Beside the shops and places of everyday life, the Little Italy of the Bronx has built its identity around symbolic spaces of religious and cultural aggregation. Among these, a central role was the Our Lady of Mount Carmel Church, founded at the end of the nineteenth century to serve the growing Italian community in the neighborhood. The church was not only a place of worship, but a true social point of reference for the Italian community just arrived in the Bronx and for its descent and still today, the celebrations related to the Madonna del Carmine and the annual processions keep alive the bond between faith and traditions. A few steps away, over time, have found space also cultural initiatives designed to tell and hand down this story: district theatres, events halls and, more recently, cultural centers dedicated to the Italian American heritage have contributed to make Arthur Avenue not only a gastronomic destination, but also a place of narration and representation.

This ability to adapt is not only the result of nostalgia or the strength of memory. In recent decades, Arthur Avenue has also been able to count on a structured work of protection and enhancement carried out by the Belmont Business Improvement District (BID), an organization that brings together traders, real estate owners and local realities with the aim of preserving the identity of the district while at the same time accompanying its evolution. Through cultural promotion, event organization, urban space improvement and support for historical activities, the BID helped keep the Bronx’s Little Italy alive, allowing the neighborhood to transform itself without ever falling apart. One of the most visible expressions of this work is the Feast of August, the annual event that, every September, returns to Arthur Avenue and the nearby East 187th Street the size of the shared party. Organized by the Belmont BID along with the neighborhood traders, the Fragosto festival has its roots in an ancient tradition that, for over twenty-five years, has been reinterpreted in the Bronx as an opportunity to gather residents and visitors around food, music and Italian culture. Between stalls, live performances and a heterogeneous crowd that arrives from all over the city, the Fragosto festival is the ideal time to visit the neighborhood in excellent company and with good Italian food to be a protagonist.

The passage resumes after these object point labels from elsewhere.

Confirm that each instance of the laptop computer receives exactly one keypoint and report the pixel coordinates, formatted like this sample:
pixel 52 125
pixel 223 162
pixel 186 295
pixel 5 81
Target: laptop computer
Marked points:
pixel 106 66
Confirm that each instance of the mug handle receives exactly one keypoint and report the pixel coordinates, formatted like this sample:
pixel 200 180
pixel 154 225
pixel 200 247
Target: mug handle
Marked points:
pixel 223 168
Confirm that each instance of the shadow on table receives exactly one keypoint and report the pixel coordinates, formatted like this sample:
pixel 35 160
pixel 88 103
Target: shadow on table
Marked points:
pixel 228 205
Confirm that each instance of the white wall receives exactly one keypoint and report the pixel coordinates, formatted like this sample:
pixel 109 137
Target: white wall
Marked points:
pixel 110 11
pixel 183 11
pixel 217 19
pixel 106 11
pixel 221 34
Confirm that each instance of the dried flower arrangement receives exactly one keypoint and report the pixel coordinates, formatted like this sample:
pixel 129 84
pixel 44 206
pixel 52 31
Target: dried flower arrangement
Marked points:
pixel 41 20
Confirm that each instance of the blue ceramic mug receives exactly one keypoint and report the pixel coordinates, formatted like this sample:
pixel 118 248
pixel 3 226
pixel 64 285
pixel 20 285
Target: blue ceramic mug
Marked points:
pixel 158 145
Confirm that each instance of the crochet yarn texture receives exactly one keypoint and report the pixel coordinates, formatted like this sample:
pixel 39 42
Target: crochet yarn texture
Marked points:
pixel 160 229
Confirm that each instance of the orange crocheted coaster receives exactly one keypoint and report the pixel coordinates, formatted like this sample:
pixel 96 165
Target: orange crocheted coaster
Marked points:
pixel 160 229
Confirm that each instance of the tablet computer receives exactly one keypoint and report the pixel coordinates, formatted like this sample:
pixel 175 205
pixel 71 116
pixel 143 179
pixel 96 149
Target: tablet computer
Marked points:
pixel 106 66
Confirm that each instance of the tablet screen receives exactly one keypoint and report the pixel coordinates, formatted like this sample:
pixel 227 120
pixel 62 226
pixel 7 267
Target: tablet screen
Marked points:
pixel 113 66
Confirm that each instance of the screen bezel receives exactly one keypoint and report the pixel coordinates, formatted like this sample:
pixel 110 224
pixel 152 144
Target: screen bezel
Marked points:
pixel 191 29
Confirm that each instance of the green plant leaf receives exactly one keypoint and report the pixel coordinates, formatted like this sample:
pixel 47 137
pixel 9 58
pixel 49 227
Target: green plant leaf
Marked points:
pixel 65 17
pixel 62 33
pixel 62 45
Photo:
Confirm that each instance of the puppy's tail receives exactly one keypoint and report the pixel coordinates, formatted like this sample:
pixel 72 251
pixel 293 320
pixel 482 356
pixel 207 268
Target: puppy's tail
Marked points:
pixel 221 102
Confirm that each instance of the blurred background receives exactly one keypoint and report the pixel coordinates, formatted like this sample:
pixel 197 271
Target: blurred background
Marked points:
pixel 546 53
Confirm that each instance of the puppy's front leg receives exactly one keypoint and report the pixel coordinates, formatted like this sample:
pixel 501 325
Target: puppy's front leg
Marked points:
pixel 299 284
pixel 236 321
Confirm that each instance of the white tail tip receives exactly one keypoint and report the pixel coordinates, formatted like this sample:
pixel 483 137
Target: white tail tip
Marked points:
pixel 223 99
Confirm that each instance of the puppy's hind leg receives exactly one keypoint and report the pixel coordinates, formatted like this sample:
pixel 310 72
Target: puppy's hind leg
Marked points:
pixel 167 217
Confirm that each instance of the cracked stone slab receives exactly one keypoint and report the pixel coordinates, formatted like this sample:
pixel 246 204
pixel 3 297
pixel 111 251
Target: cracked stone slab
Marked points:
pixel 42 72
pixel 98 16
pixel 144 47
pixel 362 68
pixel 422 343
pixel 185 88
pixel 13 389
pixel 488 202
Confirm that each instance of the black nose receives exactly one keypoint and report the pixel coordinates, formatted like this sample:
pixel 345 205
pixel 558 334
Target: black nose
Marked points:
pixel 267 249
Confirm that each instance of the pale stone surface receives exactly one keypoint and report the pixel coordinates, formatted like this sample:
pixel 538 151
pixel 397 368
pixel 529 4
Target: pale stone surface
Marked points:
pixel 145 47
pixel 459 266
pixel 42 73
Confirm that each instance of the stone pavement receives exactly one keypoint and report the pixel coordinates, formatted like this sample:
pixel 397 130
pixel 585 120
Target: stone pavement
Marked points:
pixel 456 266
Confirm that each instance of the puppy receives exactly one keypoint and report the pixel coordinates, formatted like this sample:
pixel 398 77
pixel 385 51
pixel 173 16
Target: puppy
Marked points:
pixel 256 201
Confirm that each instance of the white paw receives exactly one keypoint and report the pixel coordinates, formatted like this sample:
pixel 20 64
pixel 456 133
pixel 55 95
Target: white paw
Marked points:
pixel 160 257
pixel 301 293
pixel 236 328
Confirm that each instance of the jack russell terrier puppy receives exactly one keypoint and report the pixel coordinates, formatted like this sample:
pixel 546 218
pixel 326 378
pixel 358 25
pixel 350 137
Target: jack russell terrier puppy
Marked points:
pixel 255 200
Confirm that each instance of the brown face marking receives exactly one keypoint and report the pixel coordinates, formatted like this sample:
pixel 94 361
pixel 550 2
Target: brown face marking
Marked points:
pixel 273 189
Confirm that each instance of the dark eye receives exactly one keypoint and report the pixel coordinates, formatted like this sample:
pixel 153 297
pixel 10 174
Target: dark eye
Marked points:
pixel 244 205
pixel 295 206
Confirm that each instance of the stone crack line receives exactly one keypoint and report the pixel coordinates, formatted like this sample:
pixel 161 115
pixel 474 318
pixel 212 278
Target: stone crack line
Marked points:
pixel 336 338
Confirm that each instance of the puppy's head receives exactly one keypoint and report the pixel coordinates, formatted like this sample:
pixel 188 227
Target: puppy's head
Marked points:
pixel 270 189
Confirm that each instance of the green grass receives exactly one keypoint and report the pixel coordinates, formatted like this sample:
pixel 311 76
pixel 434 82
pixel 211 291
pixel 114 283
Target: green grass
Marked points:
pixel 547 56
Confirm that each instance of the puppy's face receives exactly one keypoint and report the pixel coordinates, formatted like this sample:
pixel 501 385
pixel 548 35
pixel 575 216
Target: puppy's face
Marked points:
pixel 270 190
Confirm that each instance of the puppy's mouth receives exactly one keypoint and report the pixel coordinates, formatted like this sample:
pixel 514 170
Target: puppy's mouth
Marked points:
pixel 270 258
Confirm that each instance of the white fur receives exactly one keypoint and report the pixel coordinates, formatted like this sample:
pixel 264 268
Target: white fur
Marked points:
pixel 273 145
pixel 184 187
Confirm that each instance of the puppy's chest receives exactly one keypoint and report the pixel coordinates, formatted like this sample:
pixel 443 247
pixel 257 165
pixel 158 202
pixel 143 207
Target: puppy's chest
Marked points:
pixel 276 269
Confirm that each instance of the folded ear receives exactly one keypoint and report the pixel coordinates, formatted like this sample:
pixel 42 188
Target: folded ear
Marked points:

In this balance between past and present, between collective initiative and district life, the Little Italy of the Bronx continues to stand out in the New York landscape. Not because she remained unchanged, but because she knew how to change without losing her center. And perhaps this is his most current teaching: identity is not something that is inherited once and for all, but something that is built together, day after day. I don’t have to wait for the next holiday of Ferragosto, Sunday 13 September 2026 from 12.00 to 18.00! In the meantime, we will continue our journey to the city looking for authentic stories and cultural heritage to be discovered and handed down!

Article Where Italy has taken root: Arthur Avenue and the Little Italy of the Bronx comes from IlNewyorkese.